Title: Density forecasts of inflation and interest rates using Bayesian DCS models with dynamic conditional skewness
Authors: Blazej Mazur - Cracow University of Economics (Poland) [presenting]
Abstract: The focus is on potential gains in density forecasting performance of univariate macroeconomic series using models that allow for dynamic changes in conditional asymmetry. The conditional distribution used is flexible as it allows for skewness and shape (tail) asymmetry, being a two-piece asymmetric generalized $t$. The benchmark model assumes the Dynamic Conditional Score mechanism for updating of conditional location and scale, with asymmetry/skewness parameters being time-invariant.
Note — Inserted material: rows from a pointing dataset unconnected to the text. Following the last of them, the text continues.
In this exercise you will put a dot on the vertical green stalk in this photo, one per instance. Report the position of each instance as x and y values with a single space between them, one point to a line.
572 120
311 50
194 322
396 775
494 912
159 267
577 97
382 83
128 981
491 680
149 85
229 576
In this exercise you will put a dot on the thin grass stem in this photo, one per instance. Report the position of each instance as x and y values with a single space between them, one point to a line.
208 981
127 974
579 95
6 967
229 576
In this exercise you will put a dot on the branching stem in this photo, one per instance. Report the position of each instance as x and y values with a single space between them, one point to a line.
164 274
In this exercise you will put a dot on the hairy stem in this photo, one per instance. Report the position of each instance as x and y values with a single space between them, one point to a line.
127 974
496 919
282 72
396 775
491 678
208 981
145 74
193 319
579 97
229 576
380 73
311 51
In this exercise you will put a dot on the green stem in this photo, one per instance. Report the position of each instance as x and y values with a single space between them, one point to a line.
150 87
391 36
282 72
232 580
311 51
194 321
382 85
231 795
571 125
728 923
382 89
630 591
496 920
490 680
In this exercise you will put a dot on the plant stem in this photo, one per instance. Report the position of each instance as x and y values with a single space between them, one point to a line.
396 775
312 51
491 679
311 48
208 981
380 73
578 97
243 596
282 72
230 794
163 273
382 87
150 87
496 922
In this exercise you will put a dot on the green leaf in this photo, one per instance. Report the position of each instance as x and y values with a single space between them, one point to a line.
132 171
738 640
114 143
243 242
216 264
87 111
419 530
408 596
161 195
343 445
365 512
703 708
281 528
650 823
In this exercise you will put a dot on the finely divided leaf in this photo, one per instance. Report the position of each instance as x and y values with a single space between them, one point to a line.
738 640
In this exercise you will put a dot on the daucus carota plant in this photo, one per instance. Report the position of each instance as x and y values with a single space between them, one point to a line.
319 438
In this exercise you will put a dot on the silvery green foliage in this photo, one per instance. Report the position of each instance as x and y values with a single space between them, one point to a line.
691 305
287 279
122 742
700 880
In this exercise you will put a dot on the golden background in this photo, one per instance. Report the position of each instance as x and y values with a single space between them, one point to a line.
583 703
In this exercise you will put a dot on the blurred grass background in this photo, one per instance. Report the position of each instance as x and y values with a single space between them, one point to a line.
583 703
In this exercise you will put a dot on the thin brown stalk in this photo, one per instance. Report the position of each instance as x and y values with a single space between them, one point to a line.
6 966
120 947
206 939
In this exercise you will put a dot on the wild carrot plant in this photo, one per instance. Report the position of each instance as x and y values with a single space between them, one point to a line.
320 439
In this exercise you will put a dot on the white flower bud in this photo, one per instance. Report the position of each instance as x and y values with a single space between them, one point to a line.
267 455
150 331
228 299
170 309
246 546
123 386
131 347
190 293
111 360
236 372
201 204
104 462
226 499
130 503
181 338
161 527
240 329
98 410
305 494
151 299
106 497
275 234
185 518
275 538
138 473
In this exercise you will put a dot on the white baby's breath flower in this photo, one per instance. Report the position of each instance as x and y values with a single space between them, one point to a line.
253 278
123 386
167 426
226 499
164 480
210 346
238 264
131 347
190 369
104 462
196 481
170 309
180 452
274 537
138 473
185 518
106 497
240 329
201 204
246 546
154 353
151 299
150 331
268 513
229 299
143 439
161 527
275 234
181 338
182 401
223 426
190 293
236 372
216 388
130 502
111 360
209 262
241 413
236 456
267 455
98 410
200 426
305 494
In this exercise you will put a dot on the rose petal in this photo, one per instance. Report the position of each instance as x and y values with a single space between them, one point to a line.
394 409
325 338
It is then extended using two alternative parametrizations implying dynamic conditional skewness. Within the first approach the overall scale parameter is separated from the skewness coefficient, whereas the other one is based on left-scale and right-scale parameters (with overall scale and skewness coefficients being implicit). Within the two approaches diagonal and matrix versions of DCS models are compared. The matrix specification allows for dependencies in dynamics of the three features (location, scale and skewness or location, left-scale and right-scale). The aim is to identify optimal parametrization and to indicate crucial dynamic dependencies. Within the forecasting experiment, disaggregate US PCE inflation rates and interest rates are analyzed. Density forecasting performance is examined using CRPS and log-Score criteria, calibration is investigated using PITs; performance of linear pools is also considered.